Rosanny Zayas is an American actress. She is perhaps best known for her role as Sophie Suarez on The L Word: Generation Q (2019–2023). Zayas has acted in The Code, Orange Is the New Black, and Elementary.

== Early life and education ==
Zayas was born in Brooklyn and raised in the Ozone Park neighborhood of Queens, New York to an Afro-Dominican family. She attended Forest Hills High School, where she was a member of the choral group and began acting at the encouragement of the drama teacher.

She received her bachelor's degree from Queens College, where she studied acting under Claudia Fieldstein. Zayas graduated from the Juilliard School with her master of fine arts degree in the program's second graduate class. While at Juilliard, her performance in the titular role of José's Marisol received positive reception and helped her break into the New York theater scene.

== Career ==
Zayas appeared in the Public Theater Mobile Unit's 2018 production of A Midsummer Night's Dream as Helena. Elisabeth Vincentelli wrote of her performance for the New York Times, "Best is Rosanny Zayas as Helena, who demonstrates nimble comic timing and always seems to be completely in the moment — a rarer ability than you’d think, even among the best actors."

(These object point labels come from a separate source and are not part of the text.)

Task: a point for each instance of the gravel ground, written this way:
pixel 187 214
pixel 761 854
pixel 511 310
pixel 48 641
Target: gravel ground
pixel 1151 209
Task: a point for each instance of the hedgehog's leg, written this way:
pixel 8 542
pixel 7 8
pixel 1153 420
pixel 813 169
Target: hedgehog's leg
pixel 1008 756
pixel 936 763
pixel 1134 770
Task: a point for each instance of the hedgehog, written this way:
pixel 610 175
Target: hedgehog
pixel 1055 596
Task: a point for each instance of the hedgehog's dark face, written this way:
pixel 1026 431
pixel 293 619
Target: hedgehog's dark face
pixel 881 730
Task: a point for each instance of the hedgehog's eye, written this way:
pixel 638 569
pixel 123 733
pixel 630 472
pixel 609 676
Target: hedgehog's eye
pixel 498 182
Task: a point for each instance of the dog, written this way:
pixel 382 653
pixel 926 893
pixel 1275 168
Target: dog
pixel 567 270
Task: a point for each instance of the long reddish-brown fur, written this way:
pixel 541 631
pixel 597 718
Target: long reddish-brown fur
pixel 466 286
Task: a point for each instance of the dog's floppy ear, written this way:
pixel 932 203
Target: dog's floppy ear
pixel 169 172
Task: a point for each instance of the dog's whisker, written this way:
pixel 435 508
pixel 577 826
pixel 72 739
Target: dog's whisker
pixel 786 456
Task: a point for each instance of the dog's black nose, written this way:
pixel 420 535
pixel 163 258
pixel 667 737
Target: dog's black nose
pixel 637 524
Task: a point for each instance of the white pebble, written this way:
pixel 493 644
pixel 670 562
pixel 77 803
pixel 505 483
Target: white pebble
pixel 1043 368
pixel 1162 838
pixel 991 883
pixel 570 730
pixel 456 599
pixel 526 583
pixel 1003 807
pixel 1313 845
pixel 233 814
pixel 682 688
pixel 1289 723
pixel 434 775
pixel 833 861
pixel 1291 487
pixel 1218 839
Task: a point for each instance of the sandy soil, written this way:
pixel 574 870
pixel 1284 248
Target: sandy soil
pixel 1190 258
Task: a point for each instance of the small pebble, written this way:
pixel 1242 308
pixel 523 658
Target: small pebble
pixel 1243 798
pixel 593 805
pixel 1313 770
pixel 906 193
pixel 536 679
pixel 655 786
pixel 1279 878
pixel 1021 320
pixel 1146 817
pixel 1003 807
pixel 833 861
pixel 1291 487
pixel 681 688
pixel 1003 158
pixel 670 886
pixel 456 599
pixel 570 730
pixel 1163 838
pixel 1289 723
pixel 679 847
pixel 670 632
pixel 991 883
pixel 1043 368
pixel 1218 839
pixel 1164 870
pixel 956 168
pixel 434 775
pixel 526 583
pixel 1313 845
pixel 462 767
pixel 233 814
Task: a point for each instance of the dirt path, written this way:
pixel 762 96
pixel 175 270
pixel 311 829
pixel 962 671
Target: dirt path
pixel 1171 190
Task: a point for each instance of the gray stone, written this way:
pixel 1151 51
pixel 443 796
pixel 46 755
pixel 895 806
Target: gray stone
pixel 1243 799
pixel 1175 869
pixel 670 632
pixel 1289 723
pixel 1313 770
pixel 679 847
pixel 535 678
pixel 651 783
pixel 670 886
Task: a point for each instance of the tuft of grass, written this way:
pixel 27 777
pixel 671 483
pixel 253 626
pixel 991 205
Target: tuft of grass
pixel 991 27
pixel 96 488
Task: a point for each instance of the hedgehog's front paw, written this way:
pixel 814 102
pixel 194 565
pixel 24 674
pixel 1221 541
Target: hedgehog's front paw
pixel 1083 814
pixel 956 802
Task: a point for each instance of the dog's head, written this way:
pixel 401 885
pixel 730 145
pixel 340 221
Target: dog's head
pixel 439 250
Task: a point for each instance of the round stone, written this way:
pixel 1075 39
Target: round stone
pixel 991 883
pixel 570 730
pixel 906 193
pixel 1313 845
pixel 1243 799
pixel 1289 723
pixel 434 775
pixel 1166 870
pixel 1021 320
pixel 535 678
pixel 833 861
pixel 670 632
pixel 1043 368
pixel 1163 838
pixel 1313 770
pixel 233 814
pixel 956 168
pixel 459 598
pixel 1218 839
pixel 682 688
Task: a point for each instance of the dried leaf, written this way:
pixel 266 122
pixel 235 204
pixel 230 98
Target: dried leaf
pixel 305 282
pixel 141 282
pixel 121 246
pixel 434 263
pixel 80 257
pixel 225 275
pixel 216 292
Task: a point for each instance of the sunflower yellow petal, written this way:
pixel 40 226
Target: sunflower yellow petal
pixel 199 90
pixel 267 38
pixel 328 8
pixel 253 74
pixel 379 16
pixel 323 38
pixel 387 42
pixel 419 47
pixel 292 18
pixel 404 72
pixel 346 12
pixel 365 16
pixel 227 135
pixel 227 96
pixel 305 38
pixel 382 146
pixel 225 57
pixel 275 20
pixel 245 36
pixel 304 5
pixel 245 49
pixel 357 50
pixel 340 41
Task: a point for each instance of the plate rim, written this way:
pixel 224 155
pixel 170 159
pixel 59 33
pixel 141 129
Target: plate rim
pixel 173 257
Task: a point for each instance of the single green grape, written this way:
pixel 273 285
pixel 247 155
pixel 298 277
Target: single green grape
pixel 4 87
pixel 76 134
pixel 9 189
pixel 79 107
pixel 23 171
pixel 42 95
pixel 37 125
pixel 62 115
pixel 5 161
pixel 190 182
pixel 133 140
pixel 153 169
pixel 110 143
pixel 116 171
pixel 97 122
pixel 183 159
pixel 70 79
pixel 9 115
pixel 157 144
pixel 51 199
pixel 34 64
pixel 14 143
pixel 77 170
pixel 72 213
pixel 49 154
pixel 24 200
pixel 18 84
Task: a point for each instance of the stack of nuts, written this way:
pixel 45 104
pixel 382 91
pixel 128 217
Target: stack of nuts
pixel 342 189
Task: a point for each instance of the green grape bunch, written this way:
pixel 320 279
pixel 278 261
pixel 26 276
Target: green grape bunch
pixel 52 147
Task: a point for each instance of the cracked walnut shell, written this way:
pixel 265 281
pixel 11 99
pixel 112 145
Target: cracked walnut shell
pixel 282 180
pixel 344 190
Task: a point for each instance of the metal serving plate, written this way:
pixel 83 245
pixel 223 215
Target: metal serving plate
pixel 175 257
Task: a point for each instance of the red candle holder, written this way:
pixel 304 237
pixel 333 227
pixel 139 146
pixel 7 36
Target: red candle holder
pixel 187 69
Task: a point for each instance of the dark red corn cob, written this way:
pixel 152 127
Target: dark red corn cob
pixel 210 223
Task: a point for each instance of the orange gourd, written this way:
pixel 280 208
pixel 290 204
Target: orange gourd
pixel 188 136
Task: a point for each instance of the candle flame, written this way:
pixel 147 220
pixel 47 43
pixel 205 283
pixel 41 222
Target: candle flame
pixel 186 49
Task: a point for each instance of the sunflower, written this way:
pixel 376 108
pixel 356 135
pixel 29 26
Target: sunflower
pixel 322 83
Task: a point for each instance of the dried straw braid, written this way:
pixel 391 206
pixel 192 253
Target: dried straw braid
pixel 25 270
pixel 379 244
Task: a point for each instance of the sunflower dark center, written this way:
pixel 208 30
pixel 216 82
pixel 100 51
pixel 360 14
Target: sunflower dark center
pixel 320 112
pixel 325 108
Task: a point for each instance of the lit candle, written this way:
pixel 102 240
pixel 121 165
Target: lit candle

She was a lead cast member on The L Word: Generation Q's three seasons as Sophie Suarez, a Dominican American producer on Alice Pieszecki's talk show The Alice Show. When Zayas was a high school student, she was an avid viewer of the original series.

Zayas has acted in Modern Persuasion, Orange is the New Black, The Code, and Elementary. She also has a supporting role in the mini-series Angelyne and she is a series regular in the Netflix series Echoes.